After upgrading to Visual Studio 2013 I noticed that find-in-files had a problem when searching directories. The VS IDE would repeatedly hang, rendering it completely useless for the duration of the search. I filed a bug, complete with ETW traces and a detailed analysis of what was going on.
This is a success story, of sorts. Microsoft has now released Visual Studio 2013 Update 2 which ameliorates the problem. They seem to have changed the behavior so that the worker threads don’t start searching until the directory scan has finished, I think. So VS should now avoid a self-inflicted denial of service. However the VS main thread can still hang if anybody else (another copy of Visual Studio perhaps?) is hitting the disk. So the hangs still happen, at best slightly less frequently.
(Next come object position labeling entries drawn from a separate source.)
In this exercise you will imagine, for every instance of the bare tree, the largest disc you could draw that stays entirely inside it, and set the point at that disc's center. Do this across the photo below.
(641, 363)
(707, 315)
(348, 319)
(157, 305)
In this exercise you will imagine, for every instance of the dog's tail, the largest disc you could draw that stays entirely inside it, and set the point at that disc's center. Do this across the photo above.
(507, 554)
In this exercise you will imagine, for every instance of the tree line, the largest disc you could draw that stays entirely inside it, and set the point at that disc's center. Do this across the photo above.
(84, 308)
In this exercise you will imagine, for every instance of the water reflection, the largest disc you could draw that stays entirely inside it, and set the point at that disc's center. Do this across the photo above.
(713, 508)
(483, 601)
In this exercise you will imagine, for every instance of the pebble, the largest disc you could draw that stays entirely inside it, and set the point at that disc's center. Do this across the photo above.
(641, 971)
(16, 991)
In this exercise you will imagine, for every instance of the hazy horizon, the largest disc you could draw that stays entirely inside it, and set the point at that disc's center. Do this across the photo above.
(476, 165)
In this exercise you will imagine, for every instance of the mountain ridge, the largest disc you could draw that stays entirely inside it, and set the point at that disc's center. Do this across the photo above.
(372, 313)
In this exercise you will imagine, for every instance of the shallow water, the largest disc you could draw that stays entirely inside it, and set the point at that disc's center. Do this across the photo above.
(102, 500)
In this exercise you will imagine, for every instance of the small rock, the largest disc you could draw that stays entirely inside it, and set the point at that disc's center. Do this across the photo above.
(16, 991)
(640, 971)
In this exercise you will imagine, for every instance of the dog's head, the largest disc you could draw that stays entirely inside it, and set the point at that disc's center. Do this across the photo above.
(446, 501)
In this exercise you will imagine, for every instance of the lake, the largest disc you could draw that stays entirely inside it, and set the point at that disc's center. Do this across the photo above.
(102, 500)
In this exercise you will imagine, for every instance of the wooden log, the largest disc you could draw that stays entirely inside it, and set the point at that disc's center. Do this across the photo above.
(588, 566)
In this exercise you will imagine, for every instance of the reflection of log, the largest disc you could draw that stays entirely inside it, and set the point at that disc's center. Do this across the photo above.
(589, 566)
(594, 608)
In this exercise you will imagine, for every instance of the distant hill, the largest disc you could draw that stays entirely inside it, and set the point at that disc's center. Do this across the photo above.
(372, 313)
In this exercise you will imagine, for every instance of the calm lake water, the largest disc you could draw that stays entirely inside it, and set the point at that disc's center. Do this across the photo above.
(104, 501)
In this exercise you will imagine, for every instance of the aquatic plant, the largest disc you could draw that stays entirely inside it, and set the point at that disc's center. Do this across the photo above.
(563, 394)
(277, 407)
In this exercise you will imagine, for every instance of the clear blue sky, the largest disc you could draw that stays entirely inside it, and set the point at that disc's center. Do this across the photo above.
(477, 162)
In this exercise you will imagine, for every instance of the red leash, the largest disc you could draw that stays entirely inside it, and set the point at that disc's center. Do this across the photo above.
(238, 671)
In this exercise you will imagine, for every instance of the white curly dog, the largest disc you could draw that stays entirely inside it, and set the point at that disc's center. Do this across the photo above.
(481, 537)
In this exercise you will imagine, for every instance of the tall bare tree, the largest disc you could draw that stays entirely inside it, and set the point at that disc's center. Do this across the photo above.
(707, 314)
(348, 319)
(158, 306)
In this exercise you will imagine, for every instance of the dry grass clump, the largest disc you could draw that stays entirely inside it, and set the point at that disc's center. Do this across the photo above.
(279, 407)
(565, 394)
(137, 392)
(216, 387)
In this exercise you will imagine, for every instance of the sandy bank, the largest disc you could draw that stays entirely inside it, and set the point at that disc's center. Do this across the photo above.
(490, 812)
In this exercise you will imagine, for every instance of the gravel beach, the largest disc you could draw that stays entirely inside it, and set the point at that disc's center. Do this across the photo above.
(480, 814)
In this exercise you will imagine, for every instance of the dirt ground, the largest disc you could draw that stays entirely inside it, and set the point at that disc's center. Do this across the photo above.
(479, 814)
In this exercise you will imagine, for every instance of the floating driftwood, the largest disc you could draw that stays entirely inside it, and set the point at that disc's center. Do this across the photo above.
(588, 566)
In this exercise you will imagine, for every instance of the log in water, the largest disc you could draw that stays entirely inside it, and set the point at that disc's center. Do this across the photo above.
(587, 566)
It may seem like I pick on Visual Studio a lot, as I’ve written quite a few blog posts pointing out its code-gen and performance problems. But it’s tough love really. I use Visual Studio for hours every day so I notice every little blip. And, I meticulously analyze and report many of these blips, in hopes of getting them fixed.
There have been hot debates about what to do when closed-source software has problems. The choices range from vague and impotent rants, to moving to open source tool chains, to precisely targeted bug reports in hopes of getting a fix.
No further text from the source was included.